The proud conservative residents of our community often feel left out of Colorado’s more liberal politics. Our voices never seem to be as loud as those in the metro areas of the state. And yet, with the looming threat of Medicaid cuts at the federal level and budget proposals that would cut rural health care, we’re wondering if our voices are heard at all in this Republican administration and Congress. The nation’s food and fuel are sourced in rural areas. Supporting rural communities should be strategically important, and they can’t thrive without health care.
I know the financial peril my hospital will face if our Medicaid lifeline is severed. But the real damage — the kind that keeps me up at night — will be done to the hardworking people in my rural community. I worry about the residents of our nursing home who just want to grow old here. I worry about the people in Hugo who might forgo care entirely because they can’t get the time off work to visit a Denver hospital.
Forty percent of the children we see are covered by Medicaid. How will I break the news to their families that they may no longer have access to essential pediatric care? Who will take care of the next big highway accident victims? The list goes on.

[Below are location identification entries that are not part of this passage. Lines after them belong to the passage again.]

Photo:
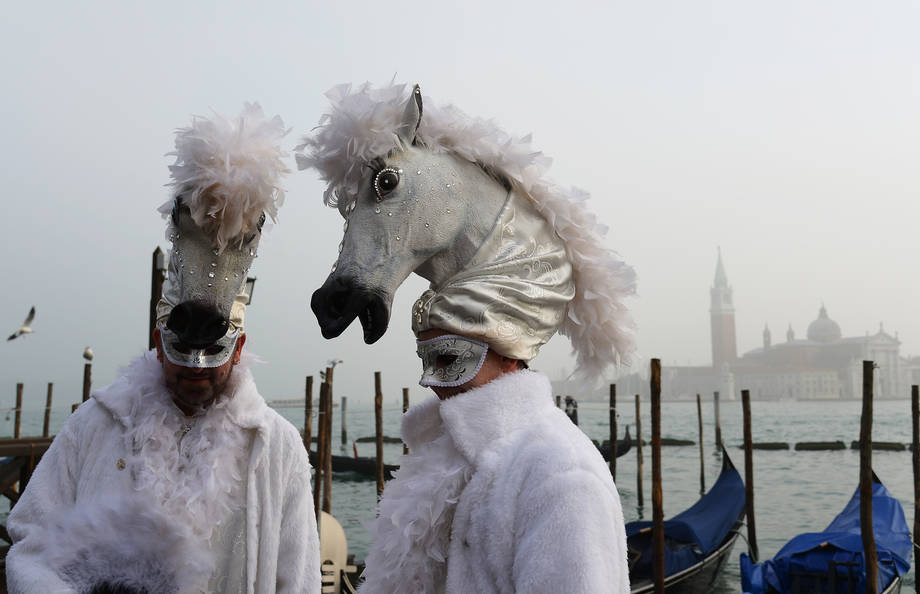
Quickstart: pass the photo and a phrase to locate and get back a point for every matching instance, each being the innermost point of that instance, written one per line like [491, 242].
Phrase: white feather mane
[228, 172]
[362, 125]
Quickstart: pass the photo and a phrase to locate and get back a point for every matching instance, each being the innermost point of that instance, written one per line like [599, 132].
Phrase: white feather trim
[411, 535]
[198, 479]
[362, 125]
[228, 172]
[127, 541]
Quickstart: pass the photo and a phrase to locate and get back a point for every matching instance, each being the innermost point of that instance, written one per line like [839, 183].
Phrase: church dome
[824, 329]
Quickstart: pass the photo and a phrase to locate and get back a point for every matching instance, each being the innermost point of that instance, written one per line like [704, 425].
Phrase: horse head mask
[511, 258]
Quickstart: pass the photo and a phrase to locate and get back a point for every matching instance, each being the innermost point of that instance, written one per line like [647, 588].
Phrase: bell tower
[722, 318]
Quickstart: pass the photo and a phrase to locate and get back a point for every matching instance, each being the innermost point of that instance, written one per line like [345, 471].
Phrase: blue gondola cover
[693, 534]
[841, 542]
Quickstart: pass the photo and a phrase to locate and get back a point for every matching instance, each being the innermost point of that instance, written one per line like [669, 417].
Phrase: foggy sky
[785, 132]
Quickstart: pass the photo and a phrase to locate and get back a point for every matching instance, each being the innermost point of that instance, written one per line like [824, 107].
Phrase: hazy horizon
[785, 133]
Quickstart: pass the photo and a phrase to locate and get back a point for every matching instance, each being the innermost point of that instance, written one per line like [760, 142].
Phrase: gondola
[366, 467]
[832, 560]
[697, 540]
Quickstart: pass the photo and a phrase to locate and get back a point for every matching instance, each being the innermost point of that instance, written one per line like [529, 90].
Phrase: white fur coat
[500, 493]
[117, 497]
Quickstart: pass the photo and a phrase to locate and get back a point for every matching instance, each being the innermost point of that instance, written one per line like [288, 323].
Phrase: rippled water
[794, 491]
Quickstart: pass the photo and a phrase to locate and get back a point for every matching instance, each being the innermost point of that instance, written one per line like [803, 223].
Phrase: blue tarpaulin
[693, 534]
[841, 542]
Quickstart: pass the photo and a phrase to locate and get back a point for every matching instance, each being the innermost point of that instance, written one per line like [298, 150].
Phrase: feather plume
[228, 172]
[124, 540]
[362, 125]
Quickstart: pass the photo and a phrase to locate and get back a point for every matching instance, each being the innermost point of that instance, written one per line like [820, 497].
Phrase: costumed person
[177, 477]
[500, 492]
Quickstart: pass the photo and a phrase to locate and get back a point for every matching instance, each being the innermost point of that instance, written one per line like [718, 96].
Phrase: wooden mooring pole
[915, 416]
[344, 422]
[157, 277]
[327, 455]
[640, 500]
[17, 425]
[657, 498]
[865, 481]
[378, 429]
[87, 380]
[320, 451]
[753, 551]
[699, 418]
[46, 426]
[613, 432]
[308, 414]
[405, 410]
[718, 419]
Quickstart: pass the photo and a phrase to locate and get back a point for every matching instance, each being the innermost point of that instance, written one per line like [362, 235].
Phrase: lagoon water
[794, 491]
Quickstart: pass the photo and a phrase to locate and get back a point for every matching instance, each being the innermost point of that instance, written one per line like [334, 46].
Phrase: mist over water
[795, 492]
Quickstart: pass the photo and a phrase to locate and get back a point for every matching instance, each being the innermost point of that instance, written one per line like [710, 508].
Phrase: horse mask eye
[386, 181]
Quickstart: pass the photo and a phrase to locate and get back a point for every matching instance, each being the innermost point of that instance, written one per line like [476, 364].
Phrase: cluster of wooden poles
[46, 426]
[865, 472]
[323, 468]
[323, 477]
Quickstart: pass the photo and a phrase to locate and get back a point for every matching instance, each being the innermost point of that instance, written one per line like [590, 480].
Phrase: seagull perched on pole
[26, 327]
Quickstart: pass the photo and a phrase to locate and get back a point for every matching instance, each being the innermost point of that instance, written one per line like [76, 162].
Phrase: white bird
[26, 327]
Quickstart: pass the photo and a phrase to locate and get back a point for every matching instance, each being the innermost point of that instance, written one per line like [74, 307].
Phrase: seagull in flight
[26, 327]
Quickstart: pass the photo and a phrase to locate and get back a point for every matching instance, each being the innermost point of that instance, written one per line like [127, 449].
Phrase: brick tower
[722, 318]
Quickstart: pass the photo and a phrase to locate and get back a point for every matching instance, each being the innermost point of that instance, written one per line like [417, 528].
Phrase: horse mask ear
[412, 117]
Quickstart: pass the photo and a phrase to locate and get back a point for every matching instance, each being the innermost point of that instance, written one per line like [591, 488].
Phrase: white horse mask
[418, 200]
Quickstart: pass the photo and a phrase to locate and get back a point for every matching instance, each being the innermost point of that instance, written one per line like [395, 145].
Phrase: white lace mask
[450, 360]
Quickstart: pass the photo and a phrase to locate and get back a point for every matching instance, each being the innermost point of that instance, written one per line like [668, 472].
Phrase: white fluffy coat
[523, 501]
[92, 459]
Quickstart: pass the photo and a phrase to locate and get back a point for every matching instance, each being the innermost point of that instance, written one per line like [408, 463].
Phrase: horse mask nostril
[337, 303]
[197, 325]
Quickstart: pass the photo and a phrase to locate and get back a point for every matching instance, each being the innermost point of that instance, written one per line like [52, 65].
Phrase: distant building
[824, 365]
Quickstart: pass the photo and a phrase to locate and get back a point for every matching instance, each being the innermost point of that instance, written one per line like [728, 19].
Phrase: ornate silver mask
[450, 360]
[213, 355]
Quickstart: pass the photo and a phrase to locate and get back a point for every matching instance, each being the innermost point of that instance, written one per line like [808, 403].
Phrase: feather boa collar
[411, 535]
[197, 477]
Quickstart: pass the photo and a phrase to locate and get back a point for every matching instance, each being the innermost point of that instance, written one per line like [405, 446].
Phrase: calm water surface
[794, 491]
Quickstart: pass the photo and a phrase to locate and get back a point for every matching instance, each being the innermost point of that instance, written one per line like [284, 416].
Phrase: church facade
[824, 365]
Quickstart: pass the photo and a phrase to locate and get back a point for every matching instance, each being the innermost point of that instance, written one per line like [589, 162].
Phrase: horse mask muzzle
[207, 280]
[341, 299]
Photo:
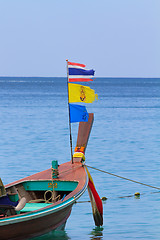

Policymakers say they want to eliminate waste, fraud and abuse from Medicaid, but the cuts on the table go far beyond that. When Medicaid pays less or covers fewer people, it doesn’t mean we stop seeing those patients or incurring costs. Hospitals are obligated by law and our own ethics to care for any sick patient who shows up in our emergency room. Big hospitals may have enough clout to negotiate with insurance companies and raise their prices, shifting the cost onto privately insured patients in the form of higher premiums. Hospitals like mine often can’t shift those costs. We cut services, or we close.
I understand the motivation behind addressing waste where it exists. But I don’t see waste in Hugo. Rather, Medicaid ensures that primary and emergency care is still accessible here, and that drivers along I-70 will see the blue H on the highway sign and know that help is nearby.
Kevin Stansbury is the chief executive of Lincoln Health.